Colloidal and fumed particles in nematic liquid crystals: Self-assembly, confinement and implications on rheology

Abstract The particles-in-Liquid Crystals (LCs) composites have the capability to serve as the promising candidate for enhancing the inherent characteristics of the LCs which can open new avenues for sensing, display and photochemical applications. The complexity and variety of hierarchical self-organized structures coupled with the high mechanical strength induced by the addition of the small fraction of colloidal or nanoparticles has continuously attracted the attention of the soft matter scientific community. The objective of this review is to systematically investigate the current and past literature which focusses on the implication of inclusion of particles on the behaviour of nematic LCs (NLCs) and smectic LCs in particular. Herein, we present a chronicle of the seminal work on the spherical and anisotropic particle self-assembly in NLCs, two major mechanisms of particulate network formation and its implication on the rheology of the particles-in-NLC composites.
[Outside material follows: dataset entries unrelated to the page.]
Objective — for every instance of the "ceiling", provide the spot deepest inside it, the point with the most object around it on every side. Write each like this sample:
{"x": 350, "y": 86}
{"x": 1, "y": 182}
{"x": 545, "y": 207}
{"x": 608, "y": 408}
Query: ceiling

The fundamental aspects of the confinement of NLCs and smectic LCs in the pores and also in the network of fumed silica nanoparticles are discussed and the subsequent influence on the phase, structural, dynamical and rheological behaviour is explained. The article also attempts to provide a clear distinction between particles-in-NLC systems with predominantly repulsive and attractive interparticle interactions in terms of rheology and microstructure. The review also highlights the existing gaps in the literature which still lacks clarity on the chief factors governing the particle self-organization and the correlation between the confinement and rheological response. Finally, we describe the future perspectives which can potentially give rise to diverse applications of particles-in-LC composites.